Passamos uma semana ganhando a guerra, e no fim-de-semana eles estavam
na muralha de novo. Os Samurais na pilha de “vamos até a morte, nossa
‘e’ deles!” Não era nem “Nossa ‘ou’ deles”. Era “e”! Aí que o povo
Icatiano viu que vencer não era opção, e a gente não é doido que nem os
Wenjakas. Ainda tinha a passagem livre para o norte. Posso dizer que
nenhum Icatiano se rendeu ao Império, porque no último dia não tinha
nenhum Icatiano na capital.
- Vocês deixaram os Samurais para trás, defendendo o lar de vocês.
- Os samurais eram doidos! A gente falou
que a terra não era importante, e sim a liberdade, mas eles ficaram!
Diziam que o Império não matou todo mundo porque ficaram com pena!
Tiverma de amarrar os prisioneiros enquanto tratavam! Perder não era
opção! Mandou todos para uma prisão que era mais um palácio e mesmo
assim um monte cometeu suicídio! Nem a extradição era aceitável para
aquele povinho doido! Sabe, o Império preparou uma enorme armada para
atacar o reino deles, mas teve um terremoto, maremoto, algo grande que
matou muita gente no sul, mas foi tão cabuloso que decidiram deixar para
lá! É muito complicado lidar com gente assim. E o Império parou a
expansão poucos anos depois, então…
- E o que se fez dos Icatianos?
- Bem… Aí é que a história fica triste.
Perdemos nosso lar e nos espalhamos. Mas o maior acampamento, do
herdeiro do rei recebeu a visita da Kassdra, dizendo “eu falei para não
abandonar a cidade! Falei! Vocês ouviram? Não! Os Wenjakas quem ficou
até o fim e nem um piolho Icatiano tinha na cidade quando caiu. As
forças do outro lado não gostaram! ‘Tamos tudo amaldiçoado! Nunca mais
vamos erguer uma cidade sequer! Têje de praga!” E é aí que eu me
revolto: A Velha nunca acertava as estações de colheita, mas as
maldições caem que é uma beleza. Para fazer maldade as magias funcionam
mesmo.
- Vocês se acham amaldiçoados então?
- Nunca mais um Icatiano levantou uma
construção mais complexa que uma tenda. Ficamos algum tempo na cidade
dos outros – veja bem, dos outros – e não aguentamos. Dá uma comichão
nos pés e a gente precisa andar. Precisa sair. Se algum cigano, como eu,
está sozinho, aí talvez consiga ficar numa parada algum tempo… Mas se
chegar mais dois, aí o desespero de viajar aumenta.
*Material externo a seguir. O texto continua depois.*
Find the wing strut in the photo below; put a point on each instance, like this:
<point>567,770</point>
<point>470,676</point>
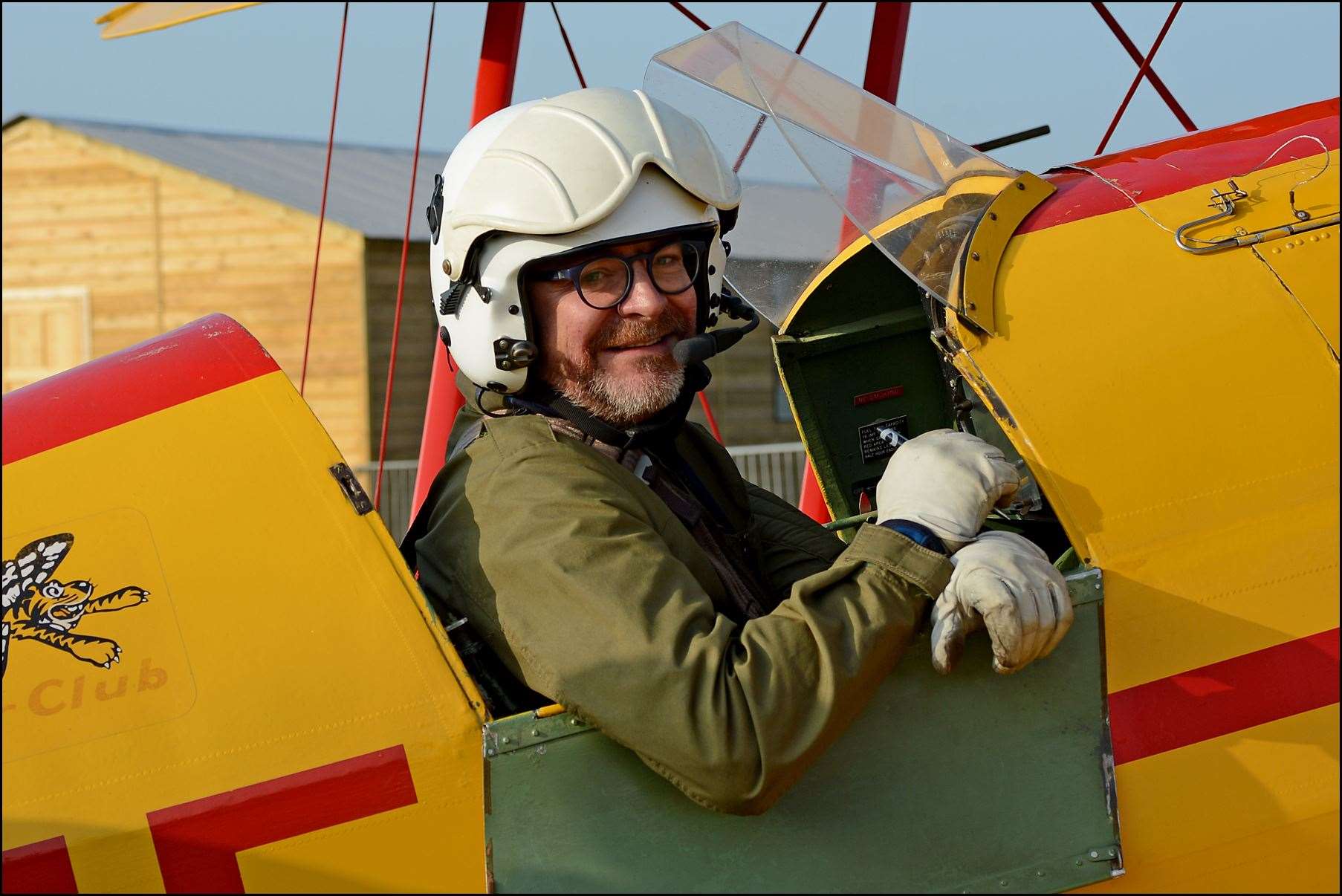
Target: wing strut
<point>321,219</point>
<point>401,279</point>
E como vivemos em
caravanas nômades, é aí que não paramos em casa de ninguém. Então, os
mal-elementos da comunidade – toda comunidade tem – se destacam, e
ganhamos fama de ladrões. E como nossas leis não correspondem sempre com
as leis de onde paramos, dá problema com os Gajôs. Mesmo se quiséssemos
forçar a barra para ficar, os donos das cidades forçam a barra para nós
sair. Daí, inevitavelmente mescla-se o sangue, e vamos diminuindo o
número. Icatianos… Estão em extinção.
As últimas frases daquele tristonho homem
traziam muita sonolência. Juan respeita aquele contador de história
triste e penoso, e prefere se afastar. Icrino balburcia as últimas
frases para ninguém, e enfim cai no sono induzido pela cerveja anã.
…
Na manhã seguinte, Icrino não estava mais
com os aventureiros. Bem como alguns de seus pertences. E sinceramente,
Lhentagar não deveria ser por aquelas paragens.